The Democratic National Committee (DNC) and Democratic Party of Georgia have sued the state election board, in a move supported by Vice President Kamala Harris' presidential campaign.
Filed on Monday, the lawsuit seeks to challenge a new rule approved weeks earlier that gives local officials more power to investigate votes after election day - authorizing any member on a county board of election "to examine all election related documentation created during the conduct of elections prior to certification of results."
The new rule also requires the board of elections in each county to meet no later than 3pm on the Friday after the election to compare the total number of unique voter ID numbers in each precinct with the number of total ballots cast in the precinct. Votes in each precinct can't be counted until the investigation is resolved. If the results cannot be reconciled, the board is then authorized to "determine a method to compute the votes justly."

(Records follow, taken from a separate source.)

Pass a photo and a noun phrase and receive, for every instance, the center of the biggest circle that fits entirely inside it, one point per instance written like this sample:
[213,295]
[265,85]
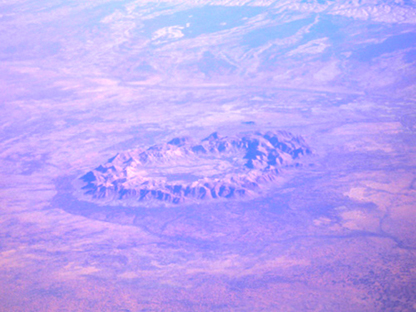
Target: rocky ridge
[182,170]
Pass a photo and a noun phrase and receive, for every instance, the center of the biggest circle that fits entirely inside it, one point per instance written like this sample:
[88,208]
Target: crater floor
[182,170]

"If the board found votes that were made illegally, they should not be counted," said Election Board member Janice Johnston, a Republican.
Democrats contend that "chaos" will ensue in November if the new rules are allowed to stand.
The lawsuit claims that the new rules will give local election officials broad license to "hunt for purported election irregularities of any kind, potentially delaying certification and displacing longstanding (and court-supervised) processes for addressing fraud."
The Republican-controlled State Election Board has moved aggressively to implement new procedures ahead of the election, which they say gives local boards the power to conduct a "reasonable inquiry" into elections before certifying them.
According to the lawsuit, the new rules create the impression that local election officials have discretionary power over certifying election results.
Members of the board who voted to pass the new rules said that they would not permit officials to ignore deadlines for certification set by state law. But the lawsuit notes that some local election officials in Georgia have already sought to delay or refuse certification, and that the new measures add to a legal uncertainty that undermines the entire election process across the state.
“These novel requirements introduce substantial uncertainty in the postelection process and — if interpreted as their drafters have suggested — invite chaos by establishing new processes at odds with existing statutory duties,” the lawsuit argues. -Seattle Times
The lawsuit asks the court to clearly state that certification is mandatory and cannot be delayed by election officials (which is hilarious, considering the country-wide, multi-day delays in Democrat strongholds that began happening with the 2020 US election).
The suit also claims that delaying certification could also result in "mass disenfranchisement of eligible, registered Georgians."
"The three members Donald Trump called his ‘pit bulls’ for ‘victory’ disagree, and they’re determined to establish a new power of not certifying an election result should their preferred candidate lose — as he did in 2020," said Rep. Nikema Williams, chair of the Democratic Party of Georgia, referring to praise heaped on members of the State Election Board by the former president.
The election integrity rules unsurprisingly came under fire from GOP Secretary of State Brad Raffensperger, who claimed that the last-minute changes were undermining confidence in elections.
"Activists seeking to impose last-minute changes in election procedures outside of the legislative process undermine voter confidence and burden election workers," he said in a statement. "Misguided attempts by the State Election Board will delay election results and undermine chain of custody safeguards. Georgia voters reject this 11th-hour chaos, and so should the unelected members of the State Election Board."